Schließlich breitete da Braga seine Arme aus und rief in echter Verzweiflung: „Was kann ich tun? Warum glauben Sie mir nicht? Wie kann ich Ihnen beweisen, daß wir kein Schiff gesehen haben? Daß wir keine Nachricht von Ihren Schiffen haben? Fragt die Händler auf den Galeonen, ob sie etwas wissen. Sie laden und entladen schon seit vier Tagen.“
Wütend starrten sie einander über die Tischplatte hinweg an. Durch die offenen Fenster und Türen drangen die Geräusche aus dem Hafen in das kühle Zimmer. Die Kimm der See, hinter den Masten und den Wellenbrechern zu sehen, war leer. Es wäre schön, sagte sich Don Julio, wenn dort plötzlich die Schiffe auftauchen würden.
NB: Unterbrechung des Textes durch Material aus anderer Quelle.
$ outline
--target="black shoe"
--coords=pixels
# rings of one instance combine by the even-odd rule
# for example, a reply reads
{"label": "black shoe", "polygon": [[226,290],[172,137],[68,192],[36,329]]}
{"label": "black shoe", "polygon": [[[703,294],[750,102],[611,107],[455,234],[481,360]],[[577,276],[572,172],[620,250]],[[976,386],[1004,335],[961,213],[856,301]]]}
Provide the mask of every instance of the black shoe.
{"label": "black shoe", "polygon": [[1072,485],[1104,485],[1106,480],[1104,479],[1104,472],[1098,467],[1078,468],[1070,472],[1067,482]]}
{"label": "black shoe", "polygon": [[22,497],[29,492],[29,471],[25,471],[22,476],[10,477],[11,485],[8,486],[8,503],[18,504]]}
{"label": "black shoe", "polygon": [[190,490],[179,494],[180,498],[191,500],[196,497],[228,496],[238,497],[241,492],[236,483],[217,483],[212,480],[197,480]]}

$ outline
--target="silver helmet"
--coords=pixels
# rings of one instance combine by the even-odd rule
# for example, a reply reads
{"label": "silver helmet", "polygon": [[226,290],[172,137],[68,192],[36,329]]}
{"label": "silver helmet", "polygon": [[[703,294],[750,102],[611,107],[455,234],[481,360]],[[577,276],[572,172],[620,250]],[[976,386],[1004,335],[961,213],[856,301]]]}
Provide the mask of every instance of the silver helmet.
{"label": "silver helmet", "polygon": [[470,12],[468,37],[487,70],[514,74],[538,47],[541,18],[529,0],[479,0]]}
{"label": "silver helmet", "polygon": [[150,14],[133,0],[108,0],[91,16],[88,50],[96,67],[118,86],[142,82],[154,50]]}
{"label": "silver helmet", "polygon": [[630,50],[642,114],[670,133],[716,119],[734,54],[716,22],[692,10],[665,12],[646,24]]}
Aber – sie blieben verschwunden.
Diego Cadia, der Bootsmann, nickte den vier Männern, die vor ihm standen, zu. Seine Augen deuteten hinüber zu dem bunt gemalten Schild der Hafenschenke.
„Ihr geht hinüber, trinkt einen Becher Wein und zahlt.“ Seine Hand grub im Gürtel und holte kleine spanische Münzen hervor. „Und ihr hört euch um. Eine halbe Stunde, nicht länger. Befehl vom Kapitän. Wo sind die verfluchten Schiffe? Kehrt ja nicht zurück und sagt, ihr wißt nichts.“
Er warf dem einen die Münzen zu, nahm dessen Muskete an sich und deutete mit dem Daumen zu der Häuserzeile: „Ab mit euch!“
Die Männer nickten und stiefelten hintereinander entlang des Kais. Die schuftenden Negersklaven beachteten sie kaum. Aber mit großen Augen starrten sie die jungen Negerinnen an, die in den portugiesischen Kleidungsstücken seltsam aufreizend wirkten. Die Negerinnen schienen sich sogar wohl zu fühlen. Jedenfalls wirkten sie nicht so, als wären sie mit Gewalt und Peitschenhieben in die offenen Mieder gepreßt worden.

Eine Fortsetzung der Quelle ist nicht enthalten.